However, I don’t always have a willing victim close at hand (I wonder why?), so I’ve had to develop an effective workaround. Reading my work aloud to myself helps me find “trippy” spots, the places where my language doesn’t flow as well as I imagine it does as I type it.

Back to Carlin and my fourth reason for excitement about his work-in-progress. It came from a conversation I overhead him having with a classmate on his cellphone, upstairs. I swear again, I wasn’t eavesdropping. He was talking so loudly, excitedly, jocularly, that I couldn’t help but hear every word as they came tumbling down the banister and into my ears.

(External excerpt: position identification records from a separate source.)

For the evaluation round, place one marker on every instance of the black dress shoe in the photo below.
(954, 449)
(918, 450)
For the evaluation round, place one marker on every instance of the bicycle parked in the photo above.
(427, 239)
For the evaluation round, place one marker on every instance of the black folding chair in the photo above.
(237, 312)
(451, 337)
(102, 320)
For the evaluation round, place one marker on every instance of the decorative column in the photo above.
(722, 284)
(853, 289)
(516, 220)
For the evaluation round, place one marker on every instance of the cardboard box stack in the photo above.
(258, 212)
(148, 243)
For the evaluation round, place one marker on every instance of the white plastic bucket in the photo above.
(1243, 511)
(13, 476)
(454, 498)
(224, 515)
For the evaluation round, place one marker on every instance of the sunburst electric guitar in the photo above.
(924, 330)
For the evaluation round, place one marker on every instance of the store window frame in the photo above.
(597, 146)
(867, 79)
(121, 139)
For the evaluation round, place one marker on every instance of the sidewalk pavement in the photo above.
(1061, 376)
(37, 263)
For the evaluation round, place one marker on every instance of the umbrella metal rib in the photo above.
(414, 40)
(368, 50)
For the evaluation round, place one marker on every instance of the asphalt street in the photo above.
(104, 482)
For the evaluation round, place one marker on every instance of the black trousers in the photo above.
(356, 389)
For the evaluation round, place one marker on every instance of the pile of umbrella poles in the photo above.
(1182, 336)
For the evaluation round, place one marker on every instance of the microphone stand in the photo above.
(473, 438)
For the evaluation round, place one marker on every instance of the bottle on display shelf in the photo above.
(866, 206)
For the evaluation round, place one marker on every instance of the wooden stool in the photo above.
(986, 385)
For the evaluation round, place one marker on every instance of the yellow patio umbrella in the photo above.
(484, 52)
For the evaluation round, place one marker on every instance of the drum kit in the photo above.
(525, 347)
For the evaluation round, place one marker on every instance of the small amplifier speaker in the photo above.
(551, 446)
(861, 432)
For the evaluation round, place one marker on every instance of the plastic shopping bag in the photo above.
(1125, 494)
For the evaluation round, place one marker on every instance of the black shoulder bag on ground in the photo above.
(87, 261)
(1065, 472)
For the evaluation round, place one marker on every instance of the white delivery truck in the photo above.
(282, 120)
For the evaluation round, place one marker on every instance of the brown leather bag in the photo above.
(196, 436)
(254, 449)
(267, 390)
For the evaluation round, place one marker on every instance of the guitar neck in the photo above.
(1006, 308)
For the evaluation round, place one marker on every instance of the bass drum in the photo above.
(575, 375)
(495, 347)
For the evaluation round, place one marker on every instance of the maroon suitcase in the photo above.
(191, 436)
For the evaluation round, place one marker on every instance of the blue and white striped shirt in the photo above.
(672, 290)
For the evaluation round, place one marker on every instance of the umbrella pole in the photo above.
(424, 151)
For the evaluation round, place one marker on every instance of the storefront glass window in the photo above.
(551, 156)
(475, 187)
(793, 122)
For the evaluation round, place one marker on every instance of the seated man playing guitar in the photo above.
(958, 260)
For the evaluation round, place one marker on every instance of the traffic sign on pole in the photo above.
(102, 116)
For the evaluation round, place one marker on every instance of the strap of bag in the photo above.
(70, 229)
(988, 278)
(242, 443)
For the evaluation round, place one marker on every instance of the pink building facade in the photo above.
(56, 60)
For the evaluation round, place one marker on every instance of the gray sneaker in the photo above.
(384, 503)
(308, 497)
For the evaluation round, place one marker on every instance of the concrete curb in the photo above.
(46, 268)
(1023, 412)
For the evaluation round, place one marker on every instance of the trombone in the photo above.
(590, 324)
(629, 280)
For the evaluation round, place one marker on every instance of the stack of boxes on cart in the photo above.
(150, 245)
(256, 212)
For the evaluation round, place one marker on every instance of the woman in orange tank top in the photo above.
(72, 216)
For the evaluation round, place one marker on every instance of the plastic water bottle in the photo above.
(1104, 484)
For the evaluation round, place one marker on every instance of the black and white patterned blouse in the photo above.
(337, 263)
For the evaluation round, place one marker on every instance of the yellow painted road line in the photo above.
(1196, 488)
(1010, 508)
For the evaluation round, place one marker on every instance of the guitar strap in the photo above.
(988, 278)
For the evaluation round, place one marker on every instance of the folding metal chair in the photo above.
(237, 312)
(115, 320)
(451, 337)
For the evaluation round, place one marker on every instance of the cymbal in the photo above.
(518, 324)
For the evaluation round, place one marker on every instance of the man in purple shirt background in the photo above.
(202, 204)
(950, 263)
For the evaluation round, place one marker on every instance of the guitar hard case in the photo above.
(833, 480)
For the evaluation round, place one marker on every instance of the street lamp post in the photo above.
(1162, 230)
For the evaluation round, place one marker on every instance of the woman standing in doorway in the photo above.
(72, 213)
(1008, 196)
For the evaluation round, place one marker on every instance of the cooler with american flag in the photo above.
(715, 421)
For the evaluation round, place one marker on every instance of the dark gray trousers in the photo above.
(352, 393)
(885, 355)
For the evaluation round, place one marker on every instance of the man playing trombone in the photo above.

He had just discovered an important editing device that he found both useful and funny, and was sharing this new knowledge with a classmate who was also grappling with the same monster assignment.

“I had it all drafted, and it was really good. And then I started reading it out loud.”

(He listened to some of my advice? Cool!)

“It sounded so ridiculous, I had no idea what I was trying to say — and I WAS THE ONE WHO WROTE IT!” he bellowed, laughing his head off. “It all made perfect sense in my head when I wrote it, but it made no sense at all when I read it out loud.” More guffaws.

(Since then, he’s been madly editing away. He has even asked me to read it through for him. That’s even more than cool!)

Sounds like the ears are better editors than the eyes!